DBL invests in Andela

TechCrunch
By Jonathan Shieber
October 11, 2017

Andela, a tech training and development outsourcer for African coders, raises $40M

Andela, a start­up that trains devel­op­ers in Africa and hires them out to glob­al tech com­pa­nies, has raised $40 mil­lion in Series C funding.

The financ­ing came from CRE Ven­ture Cap­i­tal, a pan-African ven­ture firm, with addi­tion­al par­tic­i­pa­tion from DBL Part­ners, Amp­lo, Sales­force  Ven­tures, and Africa-focused TLcom Capital.

Pre­vi­ous investors, includ­ing the Chan Zucker­berg Ini­tia­tive, GV, and Spark Cap­i­tal, also joined in fund­ing what is now one of the most high­ly fund­ed African com­pa­ny not based in Africa.

Andela says it will use the mon­ey to fund aggres­sive expan­sion plans — includ­ing the launch of two addi­tion­al offices in oth­er African countries.

But the financ­ing comes as some local entre­pre­neurs have told us they wor­ry about Andela tak­ing mon­ey and atten­tion away from oth­er star­tups which are actu­al­ly based on the ground in the continent.

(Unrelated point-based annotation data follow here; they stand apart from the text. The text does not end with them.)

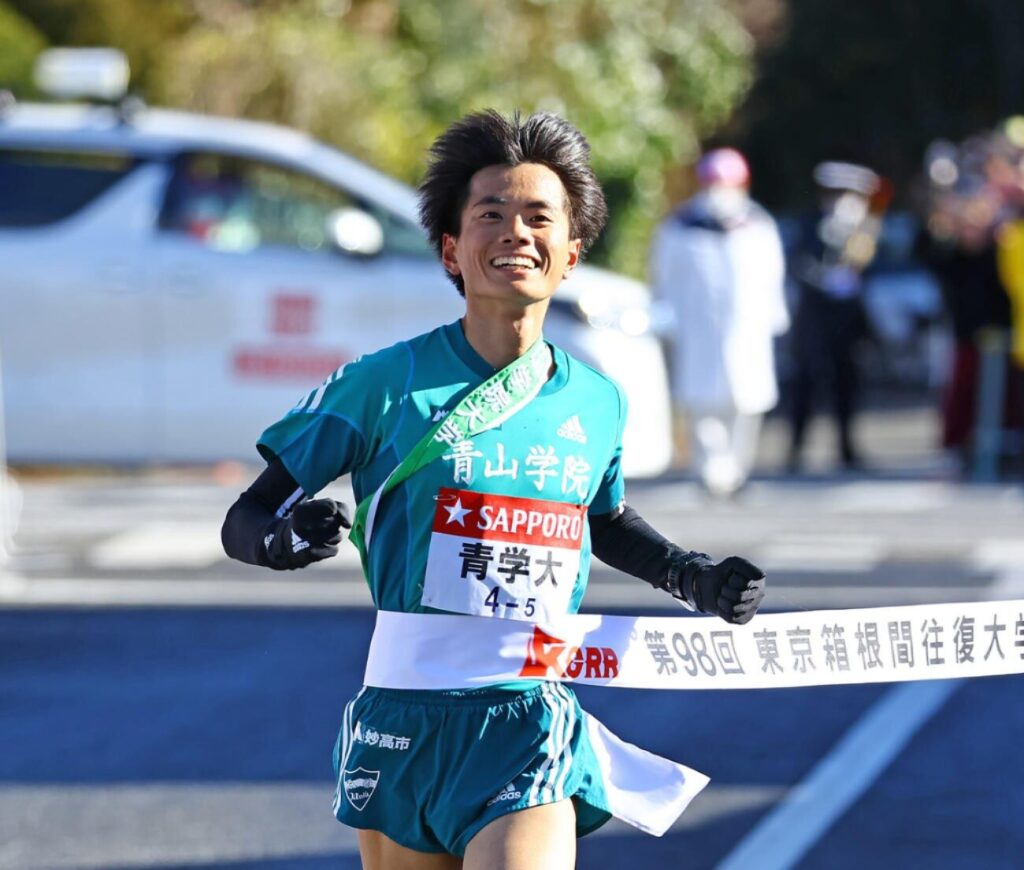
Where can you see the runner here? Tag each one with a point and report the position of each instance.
(486, 467)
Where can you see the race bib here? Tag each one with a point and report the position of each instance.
(503, 556)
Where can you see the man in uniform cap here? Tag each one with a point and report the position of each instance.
(827, 263)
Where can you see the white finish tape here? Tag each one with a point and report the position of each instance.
(826, 647)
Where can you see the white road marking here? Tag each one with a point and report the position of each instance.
(99, 592)
(785, 834)
(998, 555)
(160, 824)
(177, 545)
(351, 591)
(820, 553)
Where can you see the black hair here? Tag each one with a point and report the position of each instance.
(487, 138)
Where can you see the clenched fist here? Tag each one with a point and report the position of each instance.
(311, 532)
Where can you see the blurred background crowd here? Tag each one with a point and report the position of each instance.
(890, 165)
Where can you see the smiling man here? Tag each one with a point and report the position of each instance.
(486, 466)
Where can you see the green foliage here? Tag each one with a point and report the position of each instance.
(875, 83)
(645, 81)
(19, 43)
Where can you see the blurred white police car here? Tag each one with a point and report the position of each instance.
(170, 284)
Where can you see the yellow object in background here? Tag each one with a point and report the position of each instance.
(1010, 252)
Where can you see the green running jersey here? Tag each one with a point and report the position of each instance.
(498, 525)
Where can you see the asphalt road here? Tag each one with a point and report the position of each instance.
(161, 707)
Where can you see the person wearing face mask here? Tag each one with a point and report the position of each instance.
(717, 260)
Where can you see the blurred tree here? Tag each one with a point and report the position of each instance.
(381, 78)
(19, 43)
(876, 82)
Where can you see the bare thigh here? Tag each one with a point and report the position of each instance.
(537, 838)
(381, 853)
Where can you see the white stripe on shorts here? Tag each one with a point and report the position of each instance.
(557, 743)
(566, 765)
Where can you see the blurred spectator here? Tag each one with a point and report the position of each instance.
(834, 248)
(718, 261)
(973, 243)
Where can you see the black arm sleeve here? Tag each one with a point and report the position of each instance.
(252, 517)
(625, 540)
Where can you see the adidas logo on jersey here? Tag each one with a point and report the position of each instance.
(510, 792)
(572, 430)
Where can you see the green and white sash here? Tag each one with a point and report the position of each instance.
(487, 405)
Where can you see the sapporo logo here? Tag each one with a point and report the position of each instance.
(359, 785)
(548, 656)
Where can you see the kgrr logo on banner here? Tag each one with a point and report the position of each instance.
(548, 656)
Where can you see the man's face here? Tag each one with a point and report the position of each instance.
(513, 247)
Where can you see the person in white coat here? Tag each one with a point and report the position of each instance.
(718, 261)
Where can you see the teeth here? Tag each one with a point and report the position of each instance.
(513, 261)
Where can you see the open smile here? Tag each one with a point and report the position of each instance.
(514, 263)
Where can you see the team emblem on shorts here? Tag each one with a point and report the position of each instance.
(359, 785)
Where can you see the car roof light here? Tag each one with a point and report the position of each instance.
(83, 73)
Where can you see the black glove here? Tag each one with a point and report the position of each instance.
(311, 532)
(731, 589)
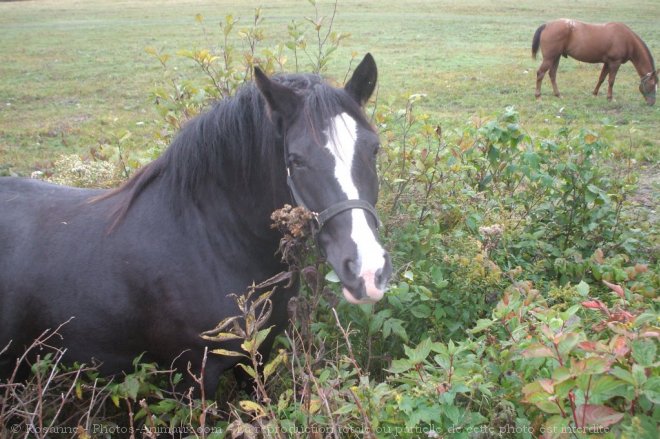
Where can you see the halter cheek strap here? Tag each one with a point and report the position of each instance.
(321, 218)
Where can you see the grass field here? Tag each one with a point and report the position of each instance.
(74, 73)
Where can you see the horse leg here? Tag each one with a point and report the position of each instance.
(601, 78)
(540, 73)
(614, 68)
(553, 76)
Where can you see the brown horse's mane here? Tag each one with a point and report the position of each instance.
(648, 52)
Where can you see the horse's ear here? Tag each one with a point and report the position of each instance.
(282, 102)
(363, 82)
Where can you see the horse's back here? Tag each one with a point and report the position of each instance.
(587, 42)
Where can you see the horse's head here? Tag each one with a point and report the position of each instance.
(330, 153)
(648, 86)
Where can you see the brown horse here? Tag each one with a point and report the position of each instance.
(612, 44)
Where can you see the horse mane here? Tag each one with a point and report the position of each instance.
(232, 146)
(648, 52)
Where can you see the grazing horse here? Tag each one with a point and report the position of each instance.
(612, 44)
(147, 267)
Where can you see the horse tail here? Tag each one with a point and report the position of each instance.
(536, 42)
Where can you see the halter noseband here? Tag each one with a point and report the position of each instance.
(321, 218)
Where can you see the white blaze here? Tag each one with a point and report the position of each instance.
(341, 144)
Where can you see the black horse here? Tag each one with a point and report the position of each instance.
(147, 267)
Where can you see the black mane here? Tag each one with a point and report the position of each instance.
(233, 145)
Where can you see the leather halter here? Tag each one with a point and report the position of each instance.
(321, 218)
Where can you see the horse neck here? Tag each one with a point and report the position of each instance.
(641, 57)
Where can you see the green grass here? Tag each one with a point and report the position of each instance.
(75, 74)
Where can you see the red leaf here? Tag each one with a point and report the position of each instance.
(589, 346)
(619, 346)
(537, 351)
(616, 288)
(596, 304)
(596, 416)
(547, 385)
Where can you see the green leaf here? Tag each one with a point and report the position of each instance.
(590, 415)
(401, 365)
(248, 369)
(622, 374)
(421, 311)
(394, 326)
(131, 387)
(651, 389)
(537, 350)
(227, 353)
(481, 325)
(378, 319)
(568, 342)
(644, 351)
(273, 364)
(332, 277)
(420, 352)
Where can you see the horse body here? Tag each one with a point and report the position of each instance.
(612, 44)
(146, 268)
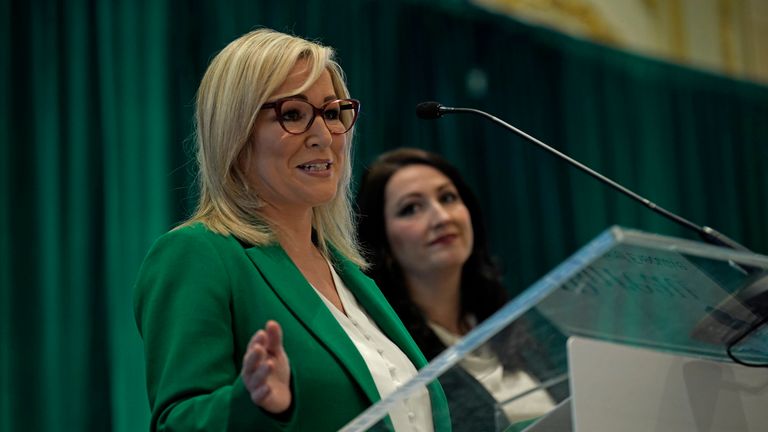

The com­pa­ny was launched in 2014 to train African soft­ware devel­op­ers and place them in jobs at some of the world’s top tech­nol­o­gy firms. The idea was to take an under­uti­lized tal­ent pool to help alle­vi­ate a glob­al short­age of soft­ware devel­op­ers. As the com­pa­ny notes, rough­ly 1.3 mil­lion soft­ware jobs went unfilled in the U.S. in 2016 alone.

Andela has built up cam­pus­es in Lagos, Nige­ria, Nairo­bi, Kenya and Kam­pala, Ugan­da to train coders and then put them to work on projects for com­pa­nies such as Mas­ter­card Labs, Via­com, GitHub, and Gusto.

To date, the com­pa­ny has hired 500 devel­op­ers — which it calls the 0.7% — from its appli­cant pool of more than 70,000 candidates.

Andela pays its employ­ees a min­i­mal salary for the first six months after they join but gives them each a lap­top, pro­vides sub­si­dized hous­ing, and offers two meals per-day. That’s in addi­tion to tech­ni­cal and pro­fes­sion­al skills devel­op­ment, lead­er­ship train­ing, and men­tor­ship. The com­pa­ny says it invests $15,000 in each devel­op­er dur­ing this period.

After the six months, once devel­op­ers are pro­mot­ed and begin client work, Andela says it pays a salary that is com­pet­i­tive with­in their local tech ecosys­tem. That goes up to around $2,500/pm in Lagos and around $3,000/pm in Nairobi.

Andela co-founder Jere­my John­son calls the busi­ness a “mis­sion-dri­ven, for-prof­it com­pa­ny”. Indeed, he says Andela has “become a poster-child for that — that you can actu­al­ly build busi­ness­es that cre­ate real impact”.